For what it's worth, former President Donald Trump narrowly lost Sinema's state of Arizona and Manchin's state of West Virginia won by over 68 percent of the vote. Further, of all 50 states, Biden's approval rating is the worst in West Virginia. 

A significant takeaway from Siders' article is that it's the Democrats who are not happy with Sinema:

Calling Sinema an “obstructionist” rather than a centrist, Garrick McFadden, a former vice chair of the Arizona Democratic Party, said it’s “not just the hippies and the 20-, 30-year-old” Democrats who are fed up with her, but more moderate and institutional-minded Democrats, as well.

“I don’t understand the calculus,” he said. “It’s not like we’re asking her to do the Bernie Sanders or the Elizabeth Warren agenda. It’s the Joe Biden agenda.”

A video went viral, filmed and posted by the perpetrators themselves, of members from Living United for Change in Arizona (LUCHA AZ) following Sinema into the bathroom at Arizona State University (ASU) and demanding she support Biden's Build Back Better, as well as a pathway to citizenship.

President Biden downplayed such harassment. "I don't think they're appropriate tactics but it happens to everybody," he said. "The only people it doesn't happen to are people who have Secret Service standing around them, it's part of the process."

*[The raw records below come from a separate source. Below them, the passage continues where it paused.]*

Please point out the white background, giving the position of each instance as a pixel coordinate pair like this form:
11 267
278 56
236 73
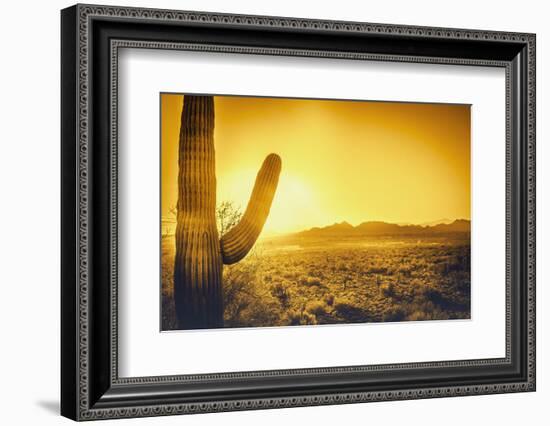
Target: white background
29 225
140 343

Then there's Sen. Bernie Sanders (I-VT), who would not sign onto a yet-to-be-published statement condemning the harassment of Sen. Sinema. He wanted an edit to the statement to include an edit that "While we hope Senator Sinema will change her position on prescription drug reform and support a major [budget] reconciliation bill..."

When it comes to the $3.5 trillion price tag, Sanders has lamented that it's not high enough.

Sinema has not returned Biden's phone calls, Manu Raju reported for CNN.